|Vintage Pulp||Sep 12 2009|
Cover of the French tele-novel Jungle Film, with Johnny Weissmuller as Tarzan demonstrating to an acquaintance how his new anti-perspirant keeps him dry and odor-free even in the fierce jungle heat.
|Hollywoodland||Jun 23 2009|
When we came across this promo shot of a very brown Gordon Scott we had to post it because we remembered him fondly from an especially amusing episode of Mystery Science Theater 3000. Here you see Scott as Tarzan, which was a role he took after Lex Barker moved on to greener pastures. Scott was the twelfth actor to inhabit film’s most famous loincloth, by which time it probably needed a good scrubbing. After six of the jungle adventures, he went on—still impressively bronzed, though wearing slightly more costuming—to headline numerous Italian sword & sandal epics. He also starred in the groovy spy movie Danger!! Death Ray, aka Il raggio infernale, which is the film MST3K skewered. Got ninety spare minutes? Check it out here.

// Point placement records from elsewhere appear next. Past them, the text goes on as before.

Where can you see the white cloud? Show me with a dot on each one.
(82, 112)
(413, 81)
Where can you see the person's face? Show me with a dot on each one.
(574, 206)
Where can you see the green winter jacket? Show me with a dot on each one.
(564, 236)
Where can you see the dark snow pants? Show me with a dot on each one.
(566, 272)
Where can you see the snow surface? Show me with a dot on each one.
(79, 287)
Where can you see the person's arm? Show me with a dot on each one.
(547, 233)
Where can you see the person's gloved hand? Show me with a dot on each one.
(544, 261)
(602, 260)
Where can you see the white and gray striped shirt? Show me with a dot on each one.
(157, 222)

Scott was a true b-movie heavyweight.
|Vintage Pulp||Mar 25 2009|
This is one of the most beautiful posters we’ve ever seen. Based on the fiction of Edgar Rice Burroughs, Tarzan the Ape Man was the first offering in a film and television franchise that has been sixty-plus years running. It has taken forms as diverse as Bo Derek’s teasingly awful 1981 softcore remake, Jock Mahoney’s 1962 potboiler Tarzan Goes to India, and Casper Van Diem’s 1998 career-killer Tarzan and the Lost City. None of these would have been possible without the original Tarzan, and that film worked for one reason—Romanian-born hunk Johnny Weissmuller. He was not an actor trying to fit the role of a superman, but a superman trying to fit the role of an actor. He was a six foot three inch Olympic swimmer who won 67 world and 52 national titles, and whose physicality radiated from the movie screen. Men wanted to be him, and women wanted to ride his vine. Tarzan the Ape Man premiered in the U.S. today in 1934.